Foxworthy got rich with this comedic routine. And you can benefit from this cause-and-effect logic too, if you apply it to your small business.

Let’s use Foxworthy’s shtick to deliver and emphasize a few small business survival punch lines. But in this application, if you resemble too many of these one-liners, not only will you not get rich, your business might not make it.

· If the gloom-and-doom you’re hearing in the media has you holed-up inside the four walls of your business instead of getting out into the marketplace where customers are buying, you might not make it. Listen more to customers, and less to the media.

· If your budget cuts included wiping out your marketing plan, you might not make it. Make appropriate adjustments to your marketing plan, but don’t wipe out the budget.

· If you don’t have a website, you might not make it. If you have a phone number, you MUST have a website.

· If you don’t have a mobile website, you might not make it. More prospects want to reach you on their smartphone - make it easy for them with a mobile site.

· If you’re a retail business and you don’t have a local search strategy, you might not make it. Turn over every rock for business by maximizing your mobile search presence.

· If you sell to businesses and are still making cold calls, you might not make it. Business prospects expect you to get to know them, not drop in on them.

· If you’re spending more time worrying about what the competition is doing instead of asking customers what they want, you might not make it. Followers worry about the competition - leaders stay close to customers.

· If you don’t know what your monthly expenses are – every month, you might not make it. Don’t you know how much it takes to run your household every month?

· If you don’t know how much gross profit your operation must produce every month in order to cover expenses, you might not make it. You wouldn’t drive down a dark road without turning on your headlights, would you?

· If you don’t know how much sales revenue it takes to produce that monthly gross profit, you might not make it. This is the difference between working hard and working smart.

· If you don’t manage accounts receivable collections so there is enough cash to cover your current obligations, like payroll, you might not make it. It’s possible to operate without making a profit for a long time, but you can only operate without cash until your next payroll.

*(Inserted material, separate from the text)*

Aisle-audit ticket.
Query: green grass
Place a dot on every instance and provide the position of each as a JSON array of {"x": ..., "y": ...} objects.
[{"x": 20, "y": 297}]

· If you haven’t prepared for customers on your accounts receivable list to take longer to pay over the next few months, you might not make it. You have to expect your business customers to have a tight cash picture too - have a Plan B for cash.

· If you haven’t developed a close relationship with a bank that makes loan decisions locally, you might not make it. For long-term survival, every small business must have a relationship with an independent community bank.

· If you aren’t managing cash flow with a 12-month cash flow projection – preferably electronically, like an Excel file – so you know the months you’ll need extra cash before you get there, you might not make it. I don’t know how any small business can operate safely without managing cash with a 12-month projection. It’s my most important management tool.

· It’s okay to fall in love with what you do, but if you fall in love with how you do it, you might not make it. What you sell may never go out of style, but how customers want to buy it, take delivery of it, and sue it is changing all the time.

Who knew Jeff Foxworthy could be so useful?